Equally metonymic for this sense of loss of identity are the frequent melodies given to the main vocal lines, such as in the choruses of ‘Looking For X’s On A Map’, ‘Sweet, Like Chocolate’, and ‘Walking Under Ladders for a Living’. Later, ‘Skin’ is sung by new-ish addition Bec Jevons, whose voice, while perfectly good, sounds more like Veruca Salt covering one of the 'misunderstood' tracks off Kiss Me Kiss Me Kiss Me than a Blue Aeroplanes song. Meanwhile, the cliché hook of ‘Nothing Will Ever Happen In The Future’ - “Want to be wanted / Need to be needed / Love to be loved” feels a tragically far cry from the inventiveness and the uniqueness that used to define them.
This doesn’t amount to an unpleasant album, but the Blue Aeroplanes used to be intriguing, make you want to listen again; Welcome, Stranger!, unfortunately, leaves the listener largely nonplussed.

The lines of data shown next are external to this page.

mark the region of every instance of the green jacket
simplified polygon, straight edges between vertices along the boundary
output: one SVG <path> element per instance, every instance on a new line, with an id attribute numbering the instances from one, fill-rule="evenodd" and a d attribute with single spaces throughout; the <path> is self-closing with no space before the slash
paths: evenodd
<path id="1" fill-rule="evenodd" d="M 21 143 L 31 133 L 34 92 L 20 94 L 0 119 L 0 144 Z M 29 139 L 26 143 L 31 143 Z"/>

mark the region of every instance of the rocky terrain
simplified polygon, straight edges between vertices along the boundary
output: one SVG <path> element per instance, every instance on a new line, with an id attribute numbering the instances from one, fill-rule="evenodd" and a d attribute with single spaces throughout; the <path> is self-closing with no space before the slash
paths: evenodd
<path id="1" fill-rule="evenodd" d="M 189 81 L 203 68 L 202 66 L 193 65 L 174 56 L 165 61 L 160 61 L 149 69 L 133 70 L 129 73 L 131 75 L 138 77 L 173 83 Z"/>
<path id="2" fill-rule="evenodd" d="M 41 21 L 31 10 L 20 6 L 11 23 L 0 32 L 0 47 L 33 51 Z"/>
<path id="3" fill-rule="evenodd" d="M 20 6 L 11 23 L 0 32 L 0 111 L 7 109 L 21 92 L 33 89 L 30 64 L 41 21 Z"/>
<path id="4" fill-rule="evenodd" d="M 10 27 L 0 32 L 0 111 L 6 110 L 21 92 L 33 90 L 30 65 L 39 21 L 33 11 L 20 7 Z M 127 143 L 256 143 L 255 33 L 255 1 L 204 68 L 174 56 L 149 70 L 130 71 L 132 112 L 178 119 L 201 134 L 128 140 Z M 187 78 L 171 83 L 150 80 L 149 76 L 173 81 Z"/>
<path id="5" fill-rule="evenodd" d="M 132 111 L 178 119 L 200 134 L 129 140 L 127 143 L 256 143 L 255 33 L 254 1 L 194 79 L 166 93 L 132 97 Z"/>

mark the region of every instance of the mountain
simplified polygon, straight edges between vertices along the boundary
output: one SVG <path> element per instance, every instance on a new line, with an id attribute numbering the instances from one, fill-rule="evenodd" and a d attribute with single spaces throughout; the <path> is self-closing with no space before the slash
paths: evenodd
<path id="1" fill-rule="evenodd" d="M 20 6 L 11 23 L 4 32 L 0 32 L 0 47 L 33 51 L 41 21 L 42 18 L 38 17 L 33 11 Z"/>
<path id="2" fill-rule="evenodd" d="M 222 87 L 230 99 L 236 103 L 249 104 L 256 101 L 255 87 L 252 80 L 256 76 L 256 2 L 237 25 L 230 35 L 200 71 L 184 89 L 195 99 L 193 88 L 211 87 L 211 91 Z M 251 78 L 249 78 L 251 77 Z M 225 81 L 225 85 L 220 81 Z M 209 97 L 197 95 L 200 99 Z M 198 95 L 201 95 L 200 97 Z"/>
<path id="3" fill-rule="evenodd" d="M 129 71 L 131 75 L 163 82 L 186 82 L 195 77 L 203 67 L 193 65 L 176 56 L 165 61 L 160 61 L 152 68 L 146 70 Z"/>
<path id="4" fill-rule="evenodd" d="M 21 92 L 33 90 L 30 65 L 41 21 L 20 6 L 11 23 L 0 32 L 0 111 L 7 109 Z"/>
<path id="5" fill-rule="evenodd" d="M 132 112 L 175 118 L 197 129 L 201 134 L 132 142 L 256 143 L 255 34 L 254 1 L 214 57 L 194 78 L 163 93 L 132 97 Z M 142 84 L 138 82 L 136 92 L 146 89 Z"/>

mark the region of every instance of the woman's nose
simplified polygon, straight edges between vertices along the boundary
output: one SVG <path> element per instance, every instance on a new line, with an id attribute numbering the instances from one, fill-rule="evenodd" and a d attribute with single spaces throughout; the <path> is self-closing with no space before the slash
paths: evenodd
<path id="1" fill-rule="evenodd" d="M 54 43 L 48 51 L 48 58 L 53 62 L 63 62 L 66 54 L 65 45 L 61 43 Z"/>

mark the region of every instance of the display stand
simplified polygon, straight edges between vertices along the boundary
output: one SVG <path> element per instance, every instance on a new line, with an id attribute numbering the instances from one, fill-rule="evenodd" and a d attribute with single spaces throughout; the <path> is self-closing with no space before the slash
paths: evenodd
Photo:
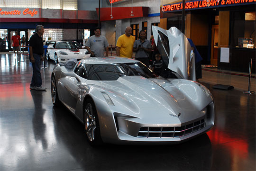
<path id="1" fill-rule="evenodd" d="M 244 93 L 248 94 L 252 94 L 255 93 L 255 92 L 250 91 L 251 88 L 251 78 L 252 77 L 252 58 L 251 58 L 251 62 L 249 65 L 249 82 L 248 83 L 248 91 L 244 91 Z"/>

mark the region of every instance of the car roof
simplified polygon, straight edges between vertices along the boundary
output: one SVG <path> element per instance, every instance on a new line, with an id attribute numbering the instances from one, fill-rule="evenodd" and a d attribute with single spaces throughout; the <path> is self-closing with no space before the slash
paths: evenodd
<path id="1" fill-rule="evenodd" d="M 82 59 L 80 62 L 88 64 L 107 64 L 135 63 L 139 61 L 131 58 L 118 56 L 109 56 L 106 57 L 93 57 Z"/>
<path id="2" fill-rule="evenodd" d="M 56 42 L 77 42 L 76 41 L 75 41 L 74 40 L 59 40 L 59 41 L 56 41 Z"/>

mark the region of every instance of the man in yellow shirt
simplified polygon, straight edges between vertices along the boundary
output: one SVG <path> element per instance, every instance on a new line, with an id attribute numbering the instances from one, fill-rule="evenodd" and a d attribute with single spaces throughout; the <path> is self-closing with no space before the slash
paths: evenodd
<path id="1" fill-rule="evenodd" d="M 117 55 L 118 56 L 132 58 L 132 48 L 135 37 L 131 36 L 132 29 L 128 27 L 125 29 L 125 34 L 118 38 L 117 42 Z"/>

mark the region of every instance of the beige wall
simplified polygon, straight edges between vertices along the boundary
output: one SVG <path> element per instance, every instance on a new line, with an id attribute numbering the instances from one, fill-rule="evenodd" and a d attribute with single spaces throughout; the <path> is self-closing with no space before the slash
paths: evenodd
<path id="1" fill-rule="evenodd" d="M 229 45 L 229 11 L 219 11 L 218 46 Z"/>
<path id="2" fill-rule="evenodd" d="M 195 45 L 207 45 L 209 26 L 208 16 L 188 14 L 186 19 L 186 36 L 190 38 Z"/>

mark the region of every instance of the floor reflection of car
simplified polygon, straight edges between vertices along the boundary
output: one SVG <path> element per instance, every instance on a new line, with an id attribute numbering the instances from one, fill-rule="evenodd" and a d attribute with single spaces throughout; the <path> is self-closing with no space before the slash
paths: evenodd
<path id="1" fill-rule="evenodd" d="M 77 60 L 90 57 L 87 50 L 74 41 L 56 41 L 48 46 L 46 56 L 48 59 L 55 61 L 56 63 L 64 63 L 71 58 Z"/>
<path id="2" fill-rule="evenodd" d="M 52 99 L 83 123 L 93 145 L 177 143 L 205 133 L 214 123 L 209 90 L 178 75 L 158 77 L 129 58 L 87 58 L 73 69 L 56 65 Z"/>

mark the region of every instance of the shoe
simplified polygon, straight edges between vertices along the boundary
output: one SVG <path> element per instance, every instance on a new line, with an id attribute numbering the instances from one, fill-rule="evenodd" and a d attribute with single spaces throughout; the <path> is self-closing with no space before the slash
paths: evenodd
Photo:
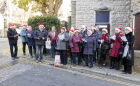
<path id="1" fill-rule="evenodd" d="M 19 57 L 16 56 L 15 59 L 19 59 Z"/>
<path id="2" fill-rule="evenodd" d="M 114 67 L 110 67 L 110 69 L 114 69 Z"/>
<path id="3" fill-rule="evenodd" d="M 25 56 L 25 55 L 26 55 L 26 53 L 23 53 L 23 55 Z"/>
<path id="4" fill-rule="evenodd" d="M 15 57 L 12 57 L 12 60 L 15 60 Z"/>

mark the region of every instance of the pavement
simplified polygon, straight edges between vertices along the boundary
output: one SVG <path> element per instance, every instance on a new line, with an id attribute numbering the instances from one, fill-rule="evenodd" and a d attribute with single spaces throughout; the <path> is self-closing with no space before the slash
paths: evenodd
<path id="1" fill-rule="evenodd" d="M 54 58 L 46 56 L 43 63 L 36 63 L 21 52 L 20 59 L 13 61 L 7 40 L 0 41 L 0 86 L 140 86 L 140 74 L 122 74 L 108 67 L 68 64 L 59 68 L 54 67 Z"/>
<path id="2" fill-rule="evenodd" d="M 50 58 L 49 56 L 46 59 L 51 65 L 54 65 L 54 58 Z M 89 71 L 89 72 L 94 72 L 94 73 L 99 73 L 99 74 L 104 74 L 108 76 L 113 76 L 113 77 L 118 77 L 118 78 L 123 78 L 131 81 L 138 81 L 140 82 L 140 73 L 133 72 L 132 74 L 123 74 L 123 72 L 120 70 L 115 70 L 115 69 L 109 69 L 109 67 L 102 67 L 100 68 L 97 65 L 94 65 L 93 68 L 88 68 L 84 66 L 72 66 L 71 64 L 68 65 L 63 65 L 62 68 L 66 69 L 74 69 L 74 70 L 84 70 L 84 71 Z"/>

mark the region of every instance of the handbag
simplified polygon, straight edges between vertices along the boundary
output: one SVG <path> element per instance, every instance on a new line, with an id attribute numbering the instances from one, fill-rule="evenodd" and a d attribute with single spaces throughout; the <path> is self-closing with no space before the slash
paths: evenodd
<path id="1" fill-rule="evenodd" d="M 46 48 L 51 49 L 51 41 L 49 38 L 47 38 L 47 40 L 46 40 Z"/>
<path id="2" fill-rule="evenodd" d="M 55 67 L 60 67 L 61 66 L 60 55 L 55 55 L 54 65 L 55 65 Z"/>
<path id="3" fill-rule="evenodd" d="M 122 46 L 121 48 L 119 48 L 119 57 L 123 57 L 123 53 L 124 53 L 124 47 Z"/>

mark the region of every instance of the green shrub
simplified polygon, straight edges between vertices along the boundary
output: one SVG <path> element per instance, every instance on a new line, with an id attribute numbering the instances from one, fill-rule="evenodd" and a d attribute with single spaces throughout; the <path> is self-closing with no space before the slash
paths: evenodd
<path id="1" fill-rule="evenodd" d="M 57 18 L 57 16 L 52 14 L 30 17 L 28 19 L 28 25 L 32 26 L 34 29 L 38 29 L 38 24 L 44 24 L 49 30 L 52 26 L 55 26 L 57 30 L 60 28 L 60 20 Z"/>

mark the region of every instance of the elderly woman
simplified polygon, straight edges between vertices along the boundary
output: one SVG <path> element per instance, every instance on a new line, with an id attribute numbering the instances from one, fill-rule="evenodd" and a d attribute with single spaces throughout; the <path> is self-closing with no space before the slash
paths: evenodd
<path id="1" fill-rule="evenodd" d="M 97 60 L 99 60 L 99 47 L 100 47 L 100 44 L 98 44 L 98 41 L 101 38 L 101 34 L 99 33 L 98 28 L 96 28 L 96 26 L 91 26 L 91 30 L 92 30 L 93 38 L 96 38 L 96 51 L 94 52 L 95 56 L 93 57 L 93 61 L 94 61 L 94 63 L 96 63 Z"/>
<path id="2" fill-rule="evenodd" d="M 89 68 L 93 67 L 93 56 L 95 56 L 93 53 L 93 50 L 96 50 L 96 38 L 92 36 L 92 31 L 87 30 L 87 36 L 83 39 L 84 41 L 84 57 L 85 57 L 85 63 L 86 66 Z"/>
<path id="3" fill-rule="evenodd" d="M 49 39 L 51 40 L 51 57 L 54 58 L 55 56 L 55 47 L 56 47 L 56 40 L 58 38 L 58 32 L 55 29 L 55 26 L 52 27 L 52 30 L 48 34 Z"/>
<path id="4" fill-rule="evenodd" d="M 27 27 L 27 42 L 28 42 L 30 57 L 33 58 L 33 50 L 35 55 L 35 40 L 34 40 L 34 30 L 32 29 L 31 26 Z"/>
<path id="5" fill-rule="evenodd" d="M 100 44 L 99 64 L 101 66 L 105 66 L 106 57 L 110 49 L 110 41 L 109 41 L 109 35 L 107 29 L 102 29 L 102 36 L 101 36 L 101 40 L 99 41 L 99 44 Z"/>
<path id="6" fill-rule="evenodd" d="M 123 44 L 125 46 L 123 53 L 123 65 L 124 65 L 124 73 L 131 74 L 132 73 L 132 65 L 133 65 L 133 44 L 134 44 L 134 35 L 133 30 L 130 27 L 125 28 L 125 36 L 126 40 L 123 40 Z"/>
<path id="7" fill-rule="evenodd" d="M 72 52 L 72 62 L 74 65 L 81 64 L 80 43 L 82 43 L 82 36 L 80 35 L 80 29 L 75 29 L 74 34 L 70 38 L 70 47 Z M 78 60 L 78 61 L 77 61 Z"/>
<path id="8" fill-rule="evenodd" d="M 66 65 L 67 64 L 67 42 L 69 41 L 69 35 L 66 33 L 66 28 L 61 28 L 61 33 L 58 35 L 57 39 L 57 47 L 60 54 L 61 64 Z"/>
<path id="9" fill-rule="evenodd" d="M 114 68 L 116 70 L 120 69 L 121 56 L 119 55 L 120 53 L 119 50 L 122 47 L 121 37 L 123 36 L 121 30 L 122 30 L 121 27 L 115 28 L 115 35 L 110 38 L 111 43 L 113 44 L 109 52 L 109 56 L 111 58 L 110 69 L 114 69 Z"/>

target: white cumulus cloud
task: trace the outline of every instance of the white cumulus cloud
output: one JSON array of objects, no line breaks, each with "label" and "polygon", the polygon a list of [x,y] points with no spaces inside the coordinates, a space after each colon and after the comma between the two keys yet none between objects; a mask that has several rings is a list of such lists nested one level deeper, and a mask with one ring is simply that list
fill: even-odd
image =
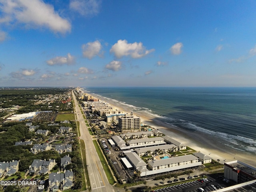
[{"label": "white cumulus cloud", "polygon": [[37,72],[36,70],[22,69],[19,71],[12,72],[10,75],[13,78],[24,79],[26,77],[33,76]]},{"label": "white cumulus cloud", "polygon": [[216,48],[215,48],[215,50],[218,52],[220,51],[223,48],[223,46],[222,45],[218,45]]},{"label": "white cumulus cloud", "polygon": [[181,48],[183,47],[183,44],[182,43],[179,42],[174,44],[170,49],[172,54],[173,55],[179,55],[182,52]]},{"label": "white cumulus cloud", "polygon": [[112,61],[105,66],[106,69],[112,71],[119,71],[122,69],[122,62],[118,61]]},{"label": "white cumulus cloud", "polygon": [[164,66],[165,65],[167,65],[167,62],[162,62],[162,61],[158,61],[156,63],[156,66]]},{"label": "white cumulus cloud", "polygon": [[146,71],[145,72],[145,75],[149,75],[150,74],[152,73],[152,70],[150,70],[150,71]]},{"label": "white cumulus cloud", "polygon": [[256,55],[256,45],[255,45],[254,48],[252,48],[250,50],[249,53],[251,56]]},{"label": "white cumulus cloud", "polygon": [[70,8],[84,16],[97,15],[99,11],[101,1],[97,0],[71,0]]},{"label": "white cumulus cloud", "polygon": [[0,42],[4,41],[6,38],[6,34],[4,31],[0,31]]},{"label": "white cumulus cloud", "polygon": [[71,30],[70,22],[42,0],[0,0],[0,23],[21,24],[28,28],[42,27],[62,34]]},{"label": "white cumulus cloud", "polygon": [[68,53],[66,57],[56,57],[50,60],[46,61],[49,65],[62,65],[66,64],[68,65],[74,64],[75,62],[74,57],[71,56],[70,53]]},{"label": "white cumulus cloud", "polygon": [[100,50],[102,48],[100,42],[95,41],[94,42],[89,42],[82,45],[83,55],[84,57],[91,59],[95,56],[101,56]]},{"label": "white cumulus cloud", "polygon": [[126,40],[118,40],[110,50],[110,53],[114,53],[116,57],[130,56],[132,58],[140,58],[154,51],[154,49],[146,50],[141,42],[128,43]]},{"label": "white cumulus cloud", "polygon": [[78,72],[79,73],[82,73],[84,74],[92,74],[93,73],[92,70],[84,67],[82,67],[79,68]]}]

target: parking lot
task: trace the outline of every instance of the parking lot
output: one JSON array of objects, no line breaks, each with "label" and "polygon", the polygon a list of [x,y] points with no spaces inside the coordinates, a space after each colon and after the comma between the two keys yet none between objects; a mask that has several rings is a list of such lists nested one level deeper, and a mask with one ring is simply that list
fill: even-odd
[{"label": "parking lot", "polygon": [[155,192],[198,192],[198,188],[202,188],[206,192],[214,191],[218,188],[223,187],[212,179],[208,178],[204,181],[201,179],[173,186],[165,187],[161,189],[154,190]]}]

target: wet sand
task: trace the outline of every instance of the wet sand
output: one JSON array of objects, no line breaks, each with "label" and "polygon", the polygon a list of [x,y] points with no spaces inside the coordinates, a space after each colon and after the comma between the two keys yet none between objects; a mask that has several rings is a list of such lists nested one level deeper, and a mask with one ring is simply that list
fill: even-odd
[{"label": "wet sand", "polygon": [[[81,90],[83,91],[82,89]],[[120,109],[125,112],[129,113],[134,110],[132,106],[111,99],[107,99],[91,93],[90,94],[102,101],[109,103],[117,109]],[[145,112],[134,111],[134,114],[141,117],[142,122],[156,129],[158,129],[164,134],[168,135],[176,140],[186,144],[197,151],[211,157],[212,159],[220,160],[219,162],[224,164],[235,160],[238,160],[250,166],[256,167],[256,156],[248,152],[236,150],[222,143],[214,137],[198,131],[193,132],[186,130],[168,124],[156,118],[156,116]]]}]

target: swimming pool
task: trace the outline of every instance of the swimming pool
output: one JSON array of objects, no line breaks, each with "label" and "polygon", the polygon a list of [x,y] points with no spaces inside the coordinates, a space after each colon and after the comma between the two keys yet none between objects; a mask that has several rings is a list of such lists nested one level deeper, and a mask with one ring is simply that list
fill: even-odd
[{"label": "swimming pool", "polygon": [[161,158],[161,159],[166,159],[169,158],[168,156],[164,156],[163,157],[162,157]]}]

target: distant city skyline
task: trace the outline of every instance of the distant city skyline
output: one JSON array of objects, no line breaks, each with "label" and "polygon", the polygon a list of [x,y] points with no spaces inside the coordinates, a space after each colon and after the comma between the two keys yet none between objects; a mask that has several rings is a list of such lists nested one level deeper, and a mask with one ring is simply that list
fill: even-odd
[{"label": "distant city skyline", "polygon": [[1,86],[255,86],[254,1],[0,0]]}]

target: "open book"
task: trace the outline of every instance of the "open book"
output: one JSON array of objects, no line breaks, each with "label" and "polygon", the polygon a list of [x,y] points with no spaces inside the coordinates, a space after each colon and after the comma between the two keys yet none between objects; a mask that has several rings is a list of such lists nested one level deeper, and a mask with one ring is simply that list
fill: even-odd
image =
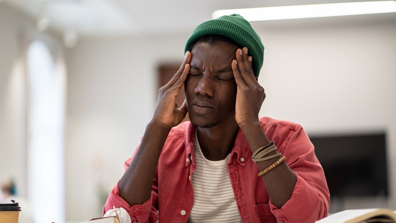
[{"label": "open book", "polygon": [[333,214],[315,223],[396,223],[396,212],[386,208],[346,210]]},{"label": "open book", "polygon": [[116,216],[94,218],[87,221],[80,223],[120,223]]}]

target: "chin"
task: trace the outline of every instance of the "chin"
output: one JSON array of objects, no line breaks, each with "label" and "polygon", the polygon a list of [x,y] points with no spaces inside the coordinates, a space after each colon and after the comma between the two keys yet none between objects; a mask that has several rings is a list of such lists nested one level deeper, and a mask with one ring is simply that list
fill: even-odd
[{"label": "chin", "polygon": [[217,126],[221,122],[220,120],[213,122],[210,122],[208,120],[206,120],[206,121],[200,121],[198,120],[196,120],[196,119],[194,118],[194,117],[192,117],[189,114],[188,117],[190,118],[190,120],[191,121],[191,123],[196,128],[200,127],[204,128],[210,128]]}]

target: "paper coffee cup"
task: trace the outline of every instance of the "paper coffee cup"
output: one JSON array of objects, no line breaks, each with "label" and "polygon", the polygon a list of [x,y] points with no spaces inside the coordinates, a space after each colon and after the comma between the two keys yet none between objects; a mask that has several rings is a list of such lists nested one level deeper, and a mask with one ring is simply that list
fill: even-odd
[{"label": "paper coffee cup", "polygon": [[0,204],[0,223],[18,223],[21,207],[11,200],[12,204]]}]

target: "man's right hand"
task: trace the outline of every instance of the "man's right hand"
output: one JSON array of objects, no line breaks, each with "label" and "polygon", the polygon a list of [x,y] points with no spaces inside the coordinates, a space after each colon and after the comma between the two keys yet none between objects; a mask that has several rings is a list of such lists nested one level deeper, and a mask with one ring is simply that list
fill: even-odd
[{"label": "man's right hand", "polygon": [[190,72],[191,58],[191,54],[187,51],[179,71],[158,91],[158,101],[151,122],[159,124],[169,130],[179,124],[187,114],[185,100],[179,107],[176,99]]}]

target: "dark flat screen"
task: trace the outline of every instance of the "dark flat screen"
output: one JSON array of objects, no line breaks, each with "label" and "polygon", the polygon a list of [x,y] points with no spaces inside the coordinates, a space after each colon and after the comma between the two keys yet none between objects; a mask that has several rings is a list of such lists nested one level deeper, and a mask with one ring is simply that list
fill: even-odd
[{"label": "dark flat screen", "polygon": [[331,196],[388,196],[385,133],[310,138]]}]

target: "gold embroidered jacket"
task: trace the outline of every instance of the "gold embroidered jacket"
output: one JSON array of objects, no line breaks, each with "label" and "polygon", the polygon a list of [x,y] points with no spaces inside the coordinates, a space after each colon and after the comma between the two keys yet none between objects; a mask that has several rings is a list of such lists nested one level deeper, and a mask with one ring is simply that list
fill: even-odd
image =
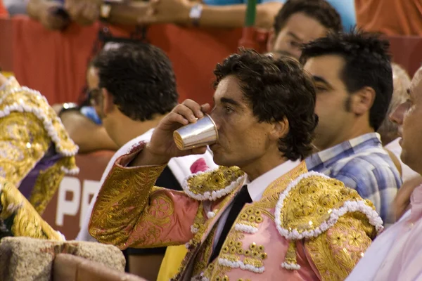
[{"label": "gold embroidered jacket", "polygon": [[184,192],[165,190],[154,186],[164,166],[124,167],[141,149],[115,164],[89,231],[121,249],[186,243],[174,280],[344,280],[382,229],[370,202],[302,163],[270,184],[260,201],[245,205],[210,263],[217,223],[243,173],[219,167],[188,178]]},{"label": "gold embroidered jacket", "polygon": [[[49,148],[58,157],[37,169]],[[10,78],[0,91],[0,177],[20,186],[41,214],[65,174],[77,173],[77,149],[46,98]],[[25,178],[31,171],[37,174]]]}]

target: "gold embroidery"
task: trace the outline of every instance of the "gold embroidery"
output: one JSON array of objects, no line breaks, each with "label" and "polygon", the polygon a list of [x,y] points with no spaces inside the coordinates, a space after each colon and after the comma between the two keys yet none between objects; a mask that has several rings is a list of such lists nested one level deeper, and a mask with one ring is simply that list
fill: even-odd
[{"label": "gold embroidery", "polygon": [[154,245],[154,247],[165,247],[179,244],[178,242],[171,242],[167,240],[160,240],[160,237],[171,223],[170,217],[174,213],[173,202],[167,195],[157,192],[150,197],[151,204],[143,210],[142,221],[138,223],[134,230],[133,235],[136,235],[136,229],[148,229],[148,232],[136,236],[136,243],[132,247],[142,245]]},{"label": "gold embroidery", "polygon": [[[196,198],[197,196],[204,197],[203,199],[198,199],[199,197],[196,199],[210,199],[210,196],[212,195],[213,192],[227,188],[232,183],[244,174],[245,173],[236,166],[229,168],[219,166],[212,171],[193,175],[188,178],[187,180],[188,186],[184,187],[184,188],[188,195],[191,192]],[[227,190],[227,193],[233,191],[236,188],[237,186],[232,186],[231,190]]]},{"label": "gold embroidery", "polygon": [[76,168],[75,157],[62,158],[45,171],[39,171],[29,201],[40,214],[44,213],[65,176],[62,167],[68,170]]},{"label": "gold embroidery", "polygon": [[32,114],[11,112],[0,118],[0,176],[18,185],[50,142],[42,122]]},{"label": "gold embroidery", "polygon": [[[227,259],[229,261],[237,261],[240,260],[240,256],[243,256],[243,262],[245,262],[245,259],[247,259],[246,261],[248,262],[252,263],[252,261],[254,261],[252,265],[257,266],[262,264],[262,266],[264,266],[263,261],[267,259],[268,255],[264,252],[264,247],[262,245],[248,245],[246,249],[242,248],[241,249],[238,248],[234,254],[230,254],[229,251],[231,247],[233,245],[237,246],[238,244],[237,243],[241,243],[241,240],[244,239],[245,235],[245,233],[241,231],[236,231],[234,229],[234,227],[236,224],[241,223],[257,228],[259,223],[263,221],[262,216],[264,215],[267,216],[270,219],[274,220],[274,214],[273,209],[279,200],[280,193],[286,189],[287,185],[293,180],[307,171],[306,165],[305,162],[302,162],[288,174],[283,175],[271,183],[265,190],[261,200],[254,202],[252,204],[245,207],[236,219],[234,227],[229,233],[227,238],[223,244],[222,253],[219,257]],[[249,221],[250,216],[255,216],[255,221],[253,222]],[[251,250],[250,247],[253,247],[254,249]],[[216,259],[212,263],[212,269],[210,268],[210,265],[203,272],[204,276],[210,280],[212,280],[212,277],[215,276],[221,276],[222,275],[225,274],[226,272],[231,270],[229,267],[219,264],[217,261],[218,261],[218,259]]]},{"label": "gold embroidery", "polygon": [[345,280],[371,244],[373,226],[355,214],[345,214],[328,230],[305,242],[323,280]]},{"label": "gold embroidery", "polygon": [[63,240],[63,237],[46,223],[19,190],[0,178],[2,221],[13,218],[13,236]]},{"label": "gold embroidery", "polygon": [[[121,248],[127,245],[126,241],[132,234],[140,218],[146,216],[152,219],[153,213],[161,211],[157,209],[147,208],[150,193],[160,188],[153,188],[157,178],[165,168],[165,165],[131,169],[115,166],[106,178],[95,204],[89,233],[99,242],[113,244]],[[174,206],[162,197],[155,197],[162,200],[167,208],[158,221],[146,221],[151,226],[155,223],[167,223],[165,216],[174,211]],[[151,228],[151,230],[140,241],[148,241],[150,246],[162,244],[163,241],[155,241],[158,235],[160,226]],[[132,234],[133,235],[133,234]],[[138,243],[139,244],[139,243]],[[157,246],[160,247],[160,246]]]}]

And while a lot of these tracks are perfectly nice-sounding, it feels a bit tragic to consign a record by the Blue Aeroplanes to the background. This is of course not to say they should stay the same way forever. The problem is, in trying to create something that would constitute a development for them, they’ve made a record that sounds less creative, less inventive, and less interesting than anything they’ve ever done; this musical growth sounds sadly like shrinking.